The best "prime" rate for mortgages is middle score > 740 at the moment.
Maybe someone would call that "super prime."
The other thing, and @805orbust mentions it - your file is what really determines approval. As one of my dear friends who does credit coaching for folks says - "A score will only get you denied. It won't get you approved." It acts like a threshold. Above that threshold, they'll actually look at your file (not counting recons, of course...)
Might even be a higher tier than super prime frankly. It's really irrelevant.
Ultimately I'm having to go through a few additional hoops trying to get my LA condo refinanced even though I can cut a check for it from the assets on file with the bank I'm getting it through and my mid score is 770. Scores mean very little except to get you over the cutoff for any given product, and to a lesser extent what rate you get offered... but actually getting approved, that's something else entirely to your point.
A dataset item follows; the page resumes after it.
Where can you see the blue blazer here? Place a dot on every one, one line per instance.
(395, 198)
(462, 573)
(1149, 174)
Ultimately my personal opinion is until you can get 740+ or even 760+ (PMI rates) on a mortgage pull there's money left on the table and as such it's worth getting to that point.
100% agree
@Anonymous. Well said. And to your point about the score being the jump off, its probably gonna be even tighter for 36months or so. We haven even begun to see the trailing effects of all this yet.
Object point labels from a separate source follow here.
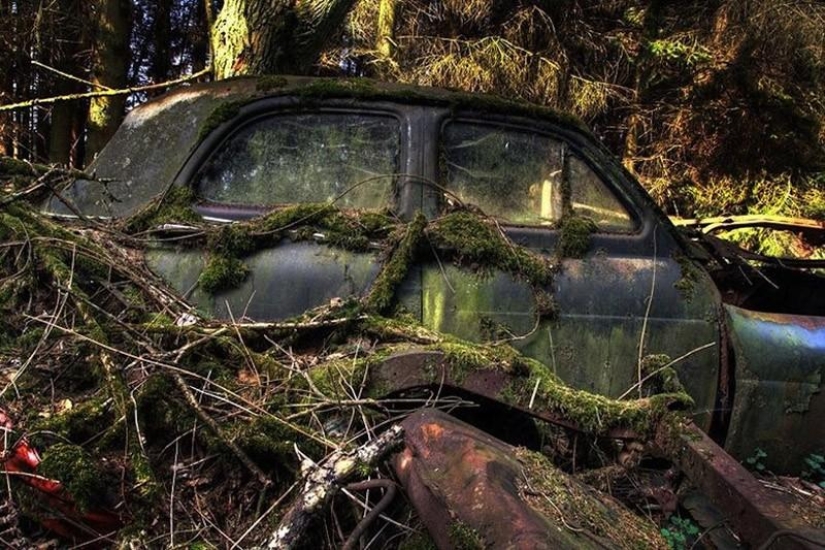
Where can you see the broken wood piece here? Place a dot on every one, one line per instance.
(322, 483)
(472, 490)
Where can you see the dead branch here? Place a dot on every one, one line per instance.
(125, 91)
(323, 481)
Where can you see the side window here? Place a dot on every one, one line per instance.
(306, 157)
(519, 177)
(589, 197)
(510, 174)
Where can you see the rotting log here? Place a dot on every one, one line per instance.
(322, 483)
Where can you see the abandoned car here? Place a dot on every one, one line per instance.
(592, 279)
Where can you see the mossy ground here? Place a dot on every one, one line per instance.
(117, 382)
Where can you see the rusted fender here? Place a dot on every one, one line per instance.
(779, 402)
(418, 368)
(464, 484)
(762, 517)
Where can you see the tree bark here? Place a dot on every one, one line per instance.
(110, 65)
(272, 36)
(385, 44)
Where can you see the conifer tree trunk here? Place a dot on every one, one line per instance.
(272, 36)
(385, 45)
(110, 65)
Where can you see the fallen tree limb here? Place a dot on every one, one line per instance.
(323, 481)
(125, 91)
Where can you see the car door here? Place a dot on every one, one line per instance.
(626, 297)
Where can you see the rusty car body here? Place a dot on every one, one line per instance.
(748, 343)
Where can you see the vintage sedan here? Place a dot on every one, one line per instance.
(623, 288)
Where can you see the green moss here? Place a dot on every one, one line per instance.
(82, 422)
(228, 244)
(76, 470)
(222, 113)
(476, 242)
(574, 236)
(174, 206)
(686, 284)
(418, 541)
(565, 500)
(397, 266)
(592, 412)
(222, 272)
(464, 537)
(267, 441)
(270, 82)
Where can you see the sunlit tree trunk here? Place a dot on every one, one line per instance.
(110, 64)
(273, 36)
(385, 44)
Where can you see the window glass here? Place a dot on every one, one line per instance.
(517, 176)
(298, 158)
(510, 174)
(591, 198)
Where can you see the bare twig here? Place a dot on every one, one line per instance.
(102, 93)
(323, 482)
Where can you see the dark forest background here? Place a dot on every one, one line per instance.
(717, 106)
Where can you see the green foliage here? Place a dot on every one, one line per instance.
(688, 53)
(76, 470)
(680, 533)
(473, 241)
(815, 469)
(756, 461)
(222, 272)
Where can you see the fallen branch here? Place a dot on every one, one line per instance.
(323, 481)
(102, 93)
Resilience score is the perfect example. Squeezing every last point out of us.
@805orbust wrote:@Anonymous. Well said. And to your point about the score being the jump off, its probably gonna be even tighter for 36months or so. We haven even begun to see the trailing effects of all this yet.
Resilience score is the perfect example. Squeezing every last point out of us.
My mortgage buddies are still saying 740+ for the moment, but they that to go up soon... they're already seeing heloc rates and req'd scores go up, with max LTV going down from 80 to 60 or 70.
@Anonymous wrote:
@805orbust wrote:@Anonymous. Well said. And to your point about the score being the jump off, its probably gonna be even tighter for 36months or so. We haven even begun to see the trailing effects of all this yet.
Resilience score is the perfect example. Squeezing every last point out of us.
My mortgage buddies are still saying 740+ for the moment, but they that to go up soon... they're already seeing heloc rates and req'd scores go up, with max LTV going down from 80 to 60 or 70.
The GSE's haven't changed their tiers in over a decade, doubt they will now . Lenders though do have overlays so maybe but it seems unlikely when they know they can sell the loan after the first payment anyway at that 740 tier.
HELOC's don't have the same sort of temperature resevoir to leverage a thermodynamics term, namely they're held by the individual lenders and so the individual lenders make the underwriting decision. They aren't sold secondary market style like virtually all conventional mortgages.